3. Interpolating ACS data using an area crosswalk • getACS

library(getACS)
library(ggplot2)
library(dplyr)
#> 
#> Attaching package: 'dplyr'
#> The following objects are masked from 'package:stats':
#> 
#>     filter, lag
#> The following objects are masked from 'package:base':
#> 
#>     intersect, setdiff, setequal, union
library(gt)

options(tigris_use_cache = TRUE)

To illustrate how to interpolate ACS data to a new geometry using getACS, we can first download some basic population data:

pop_sf <- get_acs_tables(
  geography = "tract",
  state = "Maryland",
  county = "Baltimore city",
  table = "B01001",
  geometry = TRUE,
  crs = 3857
)

total_pop_sf <- filter_acs(pop_sf, vars = 1)

total_pop <- sf::st_drop_geometry(total_pop_sf)

We can also download Baltimore City neighborhood boundaries from Maryland iMap to provide an alternate geometry that we are interpolating the data to fit:

area <- sf::read_sf("https://services1.arcgis.com/UWYHeuuJISiGmgXx/arcgis/rest/services/Neighborhood/FeatureServer/0/query?outFields=*&where=1%3D1&f=geojson")

area <- sf::st_transform(area, crs = sf::st_crs(pop_sf))

area <- select(area, NAME = Name)

Interpolating ACS data to a new geometry using getACS is a multi-step process:

Create a block-tract crosswalk using make_block_xwalk()
Create a weighted crosswalk between areas and tracts using make_area_xwalk()
Use the area crosswalk to aggregate estimate and margin of error values with use_area_xwalk()

block_xwalk <- make_block_xwalk(
  state = "Maryland",
  county = "Baltimore city"
)

area_xwalk <- make_area_xwalk(
  area = area,
  block_xwalk = block_xwalk,
  coverage = FALSE,
  weight_col = "POP20",
  erase = TRUE
)

total_pop_xwalk <- use_area_xwalk(
  total_pop,
  area_xwalk,
  weight_col = "perc_POP20"
)

total_pop_xwalk <- arrange(total_pop_xwalk, NAME)
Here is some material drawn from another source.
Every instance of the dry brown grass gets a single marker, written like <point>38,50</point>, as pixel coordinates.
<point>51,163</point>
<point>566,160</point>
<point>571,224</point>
Note that this method does not require the input data (total_pop in this example) to be a sf object. A data frame is all you need. You can also avoid a separate call to make_block_xwalk() by supplying a state and county to make_area_xwalk(). One limitation is that use_area_xwalk() requires a long format data frame and does not support interpolation for values returned by tidycensus::get_acs() when output = "wide".

The tidycensus::interpolate_pw() function provides very similar functionality. While the block data needs to be prepared separately, a single function can substitute for both make_area_xwalk() and use_area_xwalk().

blocks <- tigris::blocks("MD", "Baltimore city", year = 2020)

blocks <- sf::st_transform(blocks, crs = 3857)

total_pop_interpolated <- tidycensus::interpolate_pw(
  from = total_pop_sf,
  to = area,
  to_id = "NAME",
  weights = blocks,
  weight_column = "POP20",
  extensive = TRUE
)

total_pop_interpolated <- select(total_pop_interpolated, NAME, estimate)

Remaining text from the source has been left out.